Not sure how to phrase my story, but I would coach any people new in their career to network with peers, find ways to help others, don't be afraid to ask for help or recommendations, advocate for yourself and your peers, and try to preserve ~10% of your work time to work on "Blue Sky" tasks that excite you.
What are your primary job responsibilities?
Program management of a statewide market transformation initiative, strategic planning, team management, stakeholder outreach, executing demonstrations and field studies, budgetary planning and responsibility for the initiative.
What is a typical work day-in-your-life like?
The primary goal is to win over and work with stakeholder champions that can help us with our market transformation efforts. Highly relational (compared to previous roles that were very much more technical, report, and R&D focused).
Due to the relational nature of market transformation, we have a lot of Teams calls, perhaps 25-50% of my time each week, with a few weeks occasionally more like 75%. We use Asana and Salesforce to track relationships and make sure we get back in touch with key stakeholders in a timely manner.
Outside of meetings, it is a mix of email, in person meetings, strategic planning, and administrative tasks like budget planning.
How did you find your first job?
While at the U of M, I did a UROP paid internship with my ochem professor (thanks, Prof. Kass!!) Bysimply asking if I could after lecture one day. After that, I applied to many internship positions (100-200?) Before getting one at 3M as a technical aide.
After I graduated, I worked another 1.5 years as a contract worker, keeping my resume and LinkedIn updated before getting a recruiter call to move to a full time salaried position.
What level of education (Bachelor's, Masters, PhD, etc.) is required to do your job?
As a first line manager, B.S. with some years of experience or M.S. is probably required. The job description called for a Bachelors with 2-3 years of relevant industry experience.
What is your work schedule like? Do you ever work weekends or nights?
I deliberately limit my time outside of core hours. Occasionally (1-3 times a quarter?) I may work on a few timeline sensitive items outside of work hours, but do not expect or prefer my direct reports to do this.
Travel to conferences, etc. Can happen outside of core hours several times a year.
Do you travel for work? If so, in what capacity, and how often?
Yes, typically for conferences about once a quarter, for several days at a time. Often this is due to presenting at these conferences.
What is your work environment like? Do you work mostly with a team or mostly independently? Do you stand, sit, or move most of the day?
Clean energy nonprofit, market transformation team is *Highly* collaborative. Nonprofit work is values and mission driven. I tend to sit most of the day, but we have sit/stand desks when in the office.
I work 4 days remote and 1 day in office, with the option to do more time in the office if desired.

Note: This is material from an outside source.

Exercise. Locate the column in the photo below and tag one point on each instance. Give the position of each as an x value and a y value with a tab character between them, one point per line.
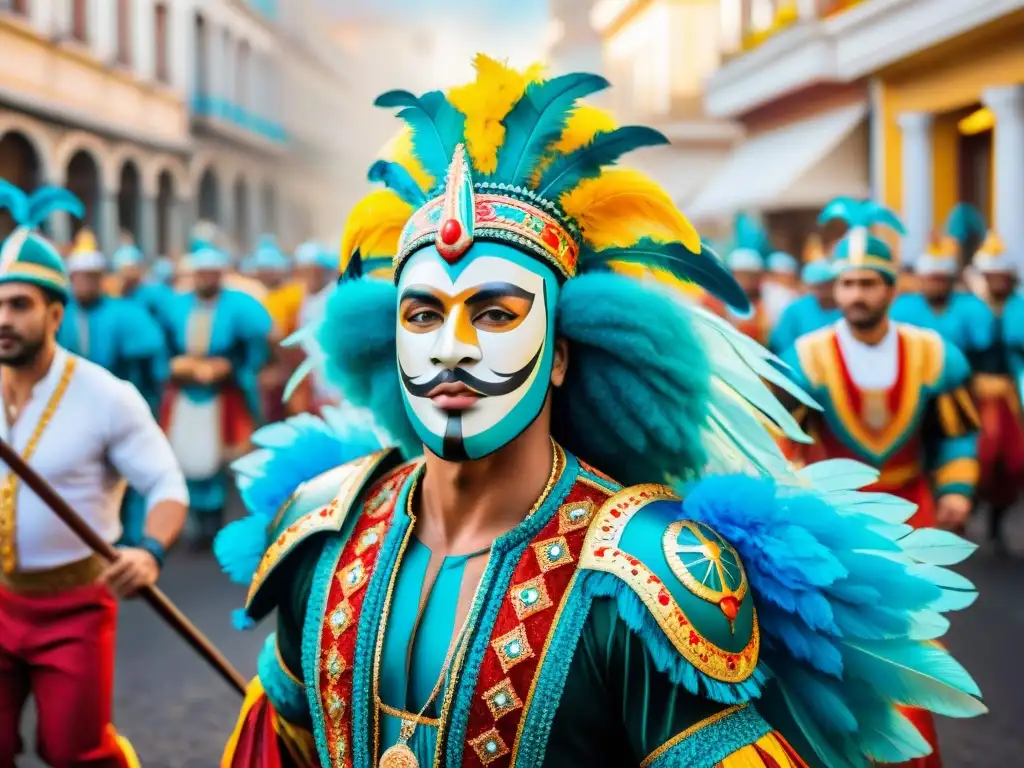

What do you like most about your job?
I love that I've found a place where my values align with the organization's values. You can train people on what they need to know, but you can't really change what their values are.

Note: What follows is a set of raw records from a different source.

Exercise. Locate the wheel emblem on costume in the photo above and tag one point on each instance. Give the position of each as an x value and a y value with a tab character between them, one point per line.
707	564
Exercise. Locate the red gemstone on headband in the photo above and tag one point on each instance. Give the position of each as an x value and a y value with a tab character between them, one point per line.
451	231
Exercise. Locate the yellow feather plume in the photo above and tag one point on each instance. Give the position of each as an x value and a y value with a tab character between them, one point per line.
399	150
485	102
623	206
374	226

I have found a place that both pays a physical/financial paycheck, but ALSO a values/emotional paycheck. This is important to me, and was something I was specifically looking for.
What are some tools or skills that you can't live without? These can be technologies, soft skills, hardware, or anything else you can think of.

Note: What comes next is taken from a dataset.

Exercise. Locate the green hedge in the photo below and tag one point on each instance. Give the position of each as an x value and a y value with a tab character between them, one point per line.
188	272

An above average aptitude for using Excel has served me VERY well. If you can do some basic excel macros, or better yet, some basic VBA (or at least a fundamental grasp on the basic ideas of coding), you will seem like a wizard to many of your co-workers and bosses.
Find ways to automate the tasks that you have to repeat many times. I have found a ton of value I'm using Autohotkey to create custom shortcuts and scripts to do my daily tasks quicker. This frees up time to pursue things that interest you and build your skillsets.
Broadly speaking, I also feel that a basic grasp of CRMs, and in particular Salesforce, is quite helpful.
Learn new things!! Try to advocate for 5-15% of your time working on "Blue Sky" tasks that excite you. You will learn so much more if you're curious or excited about the topic.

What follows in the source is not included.